The festival didn't start until 4 pm on Saturday evening, but registration & check in started at noon, so we sauntered in around 1ish after hearing that we could bottle share in line - and when we got there we were astonished to find we were literally only the second group in line??? Which ended up being fantastic for multiple reasons including:
  • The line surrounded a football field, so we dragged a large team bench over to the beginning of the line and thus for three hours we had a place to chill, lounge, and drink beer with the masses.
  • We made friends with the guys in front of us who not only shared huge amounts of delicious rare beers but also had secret friends inside who broke the news about double barrel Hunahpu to us which meant we had plenty of time to indulge before the keg kicked.
  • At one point just before the doors opened for the festival, we realized we had a few scattered bottles left that we wouldn't be able to drink before being let in - and the rules were bottle sharing in line was allowed, but bringing in any alcohol, opened or no, was not, which, while being a crappy rule, did lead to the greatest moment of my life which was: standing on a shaky aluminum bench a little bit tipsy holding up a bottle of Goose Island Bourbon County Brand Stout and shouting FREE BCBS WHO WANTS SOME?? At which point the masses converged on me and I felt something akin to the Jesus of Beer. (This feeling returned later on when multiple people we didn't remotely know but whom we had shared beer with us found us inside the festival and showered us with extra beer tokens.)

My boys <3 <3 <3
So as I'm standing there pouring to the lot of people behind us who hadn't gotten there three hours early and weren't already like 15 tastings into the evening, the greatest thing to ever signal the beginning of a beer festival happened, which was AN ACTUAL MARCHING BAND LED US IN TO THE BASEBALL FIELD. No, really. A raunchy sounding slapdash marching band dressed in gold & black nonsense. I have never actually been more pleased. Until like three minutes later while halfway through my Hunahpu and standing in line for some Russian River Supplication I realized there were actual Bell's 30th Anniversary party hats, and they were free.  And then like an hour later when I realized both Spruce & Double Two Hearted were happening in my exceptionally blessed life.

ACTUAL MARCHING BAND.

I just don't know why people thought we were all so drunk already????
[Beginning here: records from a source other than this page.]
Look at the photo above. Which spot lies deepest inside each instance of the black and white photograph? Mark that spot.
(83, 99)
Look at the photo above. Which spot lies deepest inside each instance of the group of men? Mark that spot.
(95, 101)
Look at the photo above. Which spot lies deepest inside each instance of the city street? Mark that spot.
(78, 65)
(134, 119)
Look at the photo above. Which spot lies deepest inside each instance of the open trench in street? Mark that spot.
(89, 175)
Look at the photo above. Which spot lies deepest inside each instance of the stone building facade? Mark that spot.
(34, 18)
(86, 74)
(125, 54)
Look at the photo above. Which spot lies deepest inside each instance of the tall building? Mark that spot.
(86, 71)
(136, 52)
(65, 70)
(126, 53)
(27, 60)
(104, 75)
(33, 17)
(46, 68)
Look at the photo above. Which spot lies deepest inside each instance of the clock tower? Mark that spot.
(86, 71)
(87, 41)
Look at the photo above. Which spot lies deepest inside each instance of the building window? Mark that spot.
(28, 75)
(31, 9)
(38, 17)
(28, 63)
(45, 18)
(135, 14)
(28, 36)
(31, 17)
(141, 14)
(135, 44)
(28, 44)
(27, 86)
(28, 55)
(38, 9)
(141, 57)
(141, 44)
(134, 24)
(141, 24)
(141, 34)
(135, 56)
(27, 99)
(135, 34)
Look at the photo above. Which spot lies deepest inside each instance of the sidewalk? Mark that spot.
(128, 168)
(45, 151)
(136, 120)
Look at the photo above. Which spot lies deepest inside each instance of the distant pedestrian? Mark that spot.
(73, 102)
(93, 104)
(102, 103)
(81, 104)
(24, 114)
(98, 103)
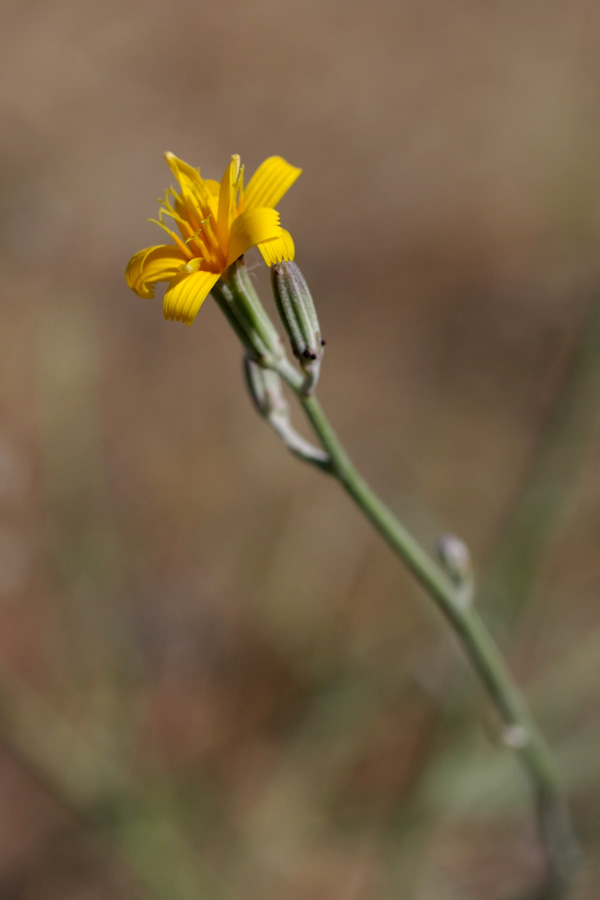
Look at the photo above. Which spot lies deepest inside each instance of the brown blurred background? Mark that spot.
(215, 680)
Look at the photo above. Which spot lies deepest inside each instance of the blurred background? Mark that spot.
(215, 680)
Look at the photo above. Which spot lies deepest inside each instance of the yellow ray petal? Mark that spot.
(281, 247)
(160, 263)
(186, 294)
(270, 182)
(186, 175)
(251, 228)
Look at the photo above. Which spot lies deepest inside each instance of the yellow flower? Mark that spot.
(217, 224)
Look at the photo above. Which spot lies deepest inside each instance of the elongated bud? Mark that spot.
(266, 391)
(236, 297)
(299, 316)
(456, 559)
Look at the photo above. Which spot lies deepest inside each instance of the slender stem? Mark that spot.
(521, 733)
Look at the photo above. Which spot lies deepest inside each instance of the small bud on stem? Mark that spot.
(299, 316)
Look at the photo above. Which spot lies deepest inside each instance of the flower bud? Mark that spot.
(298, 314)
(238, 300)
(456, 559)
(264, 387)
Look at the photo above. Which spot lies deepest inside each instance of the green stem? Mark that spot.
(521, 732)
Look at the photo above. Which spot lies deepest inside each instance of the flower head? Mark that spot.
(217, 224)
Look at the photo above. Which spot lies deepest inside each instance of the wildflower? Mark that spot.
(218, 223)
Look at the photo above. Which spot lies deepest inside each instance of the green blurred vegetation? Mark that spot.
(215, 682)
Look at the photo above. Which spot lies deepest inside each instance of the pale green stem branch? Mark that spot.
(521, 733)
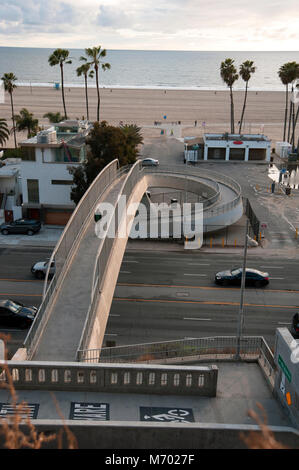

My literal only regret is that I was too busy tasting beer to play Giant Skee-Ball, but the opportunity will present itself again some day, I'm certain...

In conclusion, basically every beer festival should probably follow the format of: Giant pre-party, marching band, super huge lineup of tasty rare beers, giant funk/soul dance party back at the brewery afterward.  (With a small break in between for us to acquire the best shawarma of my life.)

Funk soul brothas.


I'm looking at you, Michigan Brewer's Guild.